After a suicide attempt in March 2018, Mr Duncombe was referred to the mental health team. It was noted that he had some symptoms of depression but he was not diagnosed with a mental illness.

Mr Duncombe tried to end his life again on September 19, attempting to hang himself near Andover police station. He was taken to Southampton General Hospital where he was put on a detox programme, but after a few days he absconded and returned to drinking, the inquest heard.

A plan was put in place for detoxification at a later date, but clinical guidance prevents more than one detox being administered within a six month period.

Mr Duncombe was told to phone an ambulance if he was feeling suicidal and called on the evening of October 12. After leaving hospital, he sent a message to his partner saying: “Busted out of hospital, time to prove a point,” before hanging himself.

In summary, Mr Short said “the clues were there” for the nurse to have been aware of the increased risk, as she knew he had previously attempted to hang himself. He was also intoxicated at the time.

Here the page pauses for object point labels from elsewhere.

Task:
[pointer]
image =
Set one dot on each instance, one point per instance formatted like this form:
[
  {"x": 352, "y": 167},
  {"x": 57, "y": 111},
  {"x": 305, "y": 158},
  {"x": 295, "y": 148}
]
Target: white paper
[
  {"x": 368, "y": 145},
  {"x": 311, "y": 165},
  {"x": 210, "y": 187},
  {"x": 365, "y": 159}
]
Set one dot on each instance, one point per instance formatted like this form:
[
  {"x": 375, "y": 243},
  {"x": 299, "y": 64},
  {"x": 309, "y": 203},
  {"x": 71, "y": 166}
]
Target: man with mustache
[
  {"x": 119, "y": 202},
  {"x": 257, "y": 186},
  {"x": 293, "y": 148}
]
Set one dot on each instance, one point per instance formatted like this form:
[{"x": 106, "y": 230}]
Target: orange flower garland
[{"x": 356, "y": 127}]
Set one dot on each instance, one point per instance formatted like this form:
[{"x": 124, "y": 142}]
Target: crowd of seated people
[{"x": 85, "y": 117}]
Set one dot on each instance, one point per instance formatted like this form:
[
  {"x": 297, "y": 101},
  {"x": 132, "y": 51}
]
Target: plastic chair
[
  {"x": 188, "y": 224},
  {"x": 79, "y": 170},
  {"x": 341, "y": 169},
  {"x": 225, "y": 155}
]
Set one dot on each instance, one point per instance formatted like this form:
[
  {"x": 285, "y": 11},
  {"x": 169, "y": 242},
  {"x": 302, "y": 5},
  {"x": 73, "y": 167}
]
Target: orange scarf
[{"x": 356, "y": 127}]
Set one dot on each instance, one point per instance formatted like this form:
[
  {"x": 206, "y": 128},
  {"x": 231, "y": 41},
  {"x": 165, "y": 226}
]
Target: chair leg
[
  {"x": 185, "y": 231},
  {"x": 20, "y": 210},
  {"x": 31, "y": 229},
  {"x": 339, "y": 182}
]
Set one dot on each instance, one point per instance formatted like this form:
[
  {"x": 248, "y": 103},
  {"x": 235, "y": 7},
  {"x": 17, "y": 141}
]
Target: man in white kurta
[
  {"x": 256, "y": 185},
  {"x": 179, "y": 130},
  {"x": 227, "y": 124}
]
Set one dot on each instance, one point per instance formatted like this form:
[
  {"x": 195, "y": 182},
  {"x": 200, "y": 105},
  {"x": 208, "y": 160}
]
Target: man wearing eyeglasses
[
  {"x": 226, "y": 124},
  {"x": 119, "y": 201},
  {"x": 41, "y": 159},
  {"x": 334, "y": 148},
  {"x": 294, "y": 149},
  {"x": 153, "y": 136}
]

Mr Short added that nobody who was present the night of his death took an “overview of Russell’s problems” and nor did they recognise that his “deteriorating behaviour” could have led to him committing suicide.

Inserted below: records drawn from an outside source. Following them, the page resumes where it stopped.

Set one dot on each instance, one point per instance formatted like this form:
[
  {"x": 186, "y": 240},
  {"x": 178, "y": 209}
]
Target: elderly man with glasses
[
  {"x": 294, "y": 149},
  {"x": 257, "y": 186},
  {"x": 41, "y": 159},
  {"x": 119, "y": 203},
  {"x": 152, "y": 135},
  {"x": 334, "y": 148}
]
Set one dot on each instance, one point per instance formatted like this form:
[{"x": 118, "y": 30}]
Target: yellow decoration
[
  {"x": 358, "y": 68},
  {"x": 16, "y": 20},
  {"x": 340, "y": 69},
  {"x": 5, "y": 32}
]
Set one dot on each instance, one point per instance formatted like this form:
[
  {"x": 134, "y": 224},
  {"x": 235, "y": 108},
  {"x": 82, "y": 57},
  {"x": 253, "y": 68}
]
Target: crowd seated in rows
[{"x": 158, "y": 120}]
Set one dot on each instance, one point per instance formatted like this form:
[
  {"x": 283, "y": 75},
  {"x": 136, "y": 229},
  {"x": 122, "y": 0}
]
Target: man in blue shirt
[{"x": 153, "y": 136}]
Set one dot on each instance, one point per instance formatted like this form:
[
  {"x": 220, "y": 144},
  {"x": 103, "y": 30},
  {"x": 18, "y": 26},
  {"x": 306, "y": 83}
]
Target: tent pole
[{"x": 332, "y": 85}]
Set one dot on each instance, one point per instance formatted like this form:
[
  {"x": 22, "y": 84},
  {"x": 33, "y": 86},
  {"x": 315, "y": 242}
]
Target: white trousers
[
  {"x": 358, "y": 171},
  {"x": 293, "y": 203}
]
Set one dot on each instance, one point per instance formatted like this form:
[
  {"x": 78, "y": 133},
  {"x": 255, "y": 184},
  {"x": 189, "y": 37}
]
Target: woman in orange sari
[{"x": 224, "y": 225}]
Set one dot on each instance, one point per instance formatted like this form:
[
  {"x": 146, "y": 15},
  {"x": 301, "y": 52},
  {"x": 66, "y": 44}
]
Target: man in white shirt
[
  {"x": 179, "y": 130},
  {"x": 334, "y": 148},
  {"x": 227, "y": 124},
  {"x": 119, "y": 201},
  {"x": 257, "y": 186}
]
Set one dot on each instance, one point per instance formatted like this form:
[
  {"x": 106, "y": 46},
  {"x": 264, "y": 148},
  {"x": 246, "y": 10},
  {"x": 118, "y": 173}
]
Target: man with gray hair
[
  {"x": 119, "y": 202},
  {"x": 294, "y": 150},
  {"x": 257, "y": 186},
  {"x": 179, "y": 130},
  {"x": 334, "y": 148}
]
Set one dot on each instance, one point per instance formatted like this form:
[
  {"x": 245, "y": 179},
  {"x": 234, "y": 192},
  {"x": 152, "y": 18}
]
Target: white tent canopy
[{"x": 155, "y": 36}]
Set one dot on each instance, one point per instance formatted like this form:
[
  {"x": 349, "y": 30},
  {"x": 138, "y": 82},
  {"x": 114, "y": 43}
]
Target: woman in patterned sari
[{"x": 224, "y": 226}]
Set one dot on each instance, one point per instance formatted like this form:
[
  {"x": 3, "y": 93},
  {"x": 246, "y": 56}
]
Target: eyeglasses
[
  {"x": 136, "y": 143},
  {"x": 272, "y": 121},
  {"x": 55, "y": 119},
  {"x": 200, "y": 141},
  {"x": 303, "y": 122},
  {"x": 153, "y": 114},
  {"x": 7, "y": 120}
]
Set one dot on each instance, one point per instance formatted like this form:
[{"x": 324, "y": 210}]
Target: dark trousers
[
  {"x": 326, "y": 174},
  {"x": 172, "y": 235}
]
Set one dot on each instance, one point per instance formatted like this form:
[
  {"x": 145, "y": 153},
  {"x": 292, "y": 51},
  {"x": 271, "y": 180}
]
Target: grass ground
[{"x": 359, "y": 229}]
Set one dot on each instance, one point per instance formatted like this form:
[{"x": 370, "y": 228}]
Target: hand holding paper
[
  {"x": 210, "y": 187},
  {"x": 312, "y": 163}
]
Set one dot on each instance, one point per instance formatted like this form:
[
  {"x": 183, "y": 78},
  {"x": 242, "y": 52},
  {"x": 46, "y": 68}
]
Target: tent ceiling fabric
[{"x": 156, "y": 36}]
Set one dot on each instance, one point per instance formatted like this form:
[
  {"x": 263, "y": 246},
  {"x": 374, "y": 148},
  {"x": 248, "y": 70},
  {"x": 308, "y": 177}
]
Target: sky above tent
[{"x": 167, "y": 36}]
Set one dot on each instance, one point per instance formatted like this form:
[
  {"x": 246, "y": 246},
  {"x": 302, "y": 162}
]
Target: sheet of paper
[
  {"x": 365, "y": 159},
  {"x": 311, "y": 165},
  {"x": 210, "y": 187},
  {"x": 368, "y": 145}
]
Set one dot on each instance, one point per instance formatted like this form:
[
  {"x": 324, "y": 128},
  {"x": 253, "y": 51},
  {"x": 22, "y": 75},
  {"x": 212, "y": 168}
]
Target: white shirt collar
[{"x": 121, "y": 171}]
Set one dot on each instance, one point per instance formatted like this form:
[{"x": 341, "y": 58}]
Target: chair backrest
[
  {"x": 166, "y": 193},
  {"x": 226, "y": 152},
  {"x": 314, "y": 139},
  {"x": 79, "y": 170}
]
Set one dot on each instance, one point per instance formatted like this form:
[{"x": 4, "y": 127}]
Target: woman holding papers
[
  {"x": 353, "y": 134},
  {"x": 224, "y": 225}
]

However, he also said there was “no clear evidence that if there had been that approach it would have prevented his death”.

He added that “the only way this could have been prevented was if he had been constantly observed in the cubicle” but acknowledged this was not possible as it was a busy Friday night.

Mr Short continued: “His blood alcohol level confirmed he was intoxicated at the time of his death. I think that is relevant in the context of his behaviour.”

He added: “I know his family feel frustrated by the system but the key to his problem was his alcohol dependency and only he could face up to that, I believe, and to take advantage of the help given to him.”

Speaking after the inquest, Mr Duncombe’s partner, Joanne Rogers said: “He should still be here.

“Everyone turned a blind eye. He said, ‘I’m just a statistic that you can write off your list’ and he was right. He was ignored.”

She added: “He’s got six kids without a dad now.

“How do you move on when he died and take your heart?”

Hampshire Hostpials NHS Foundation Trust was contacted for a comment following the inquest.

Chief nurse Julie Dawes said: “This is a very sad incident and our thoughts are with the family and friends of Mr Duncombe at this difficult time.

“We carried out our own comprehensive investigation into the circumstances surrounding Mr Duncombe’s treatment and have already made changes to improve the way we care for patients in this situation.”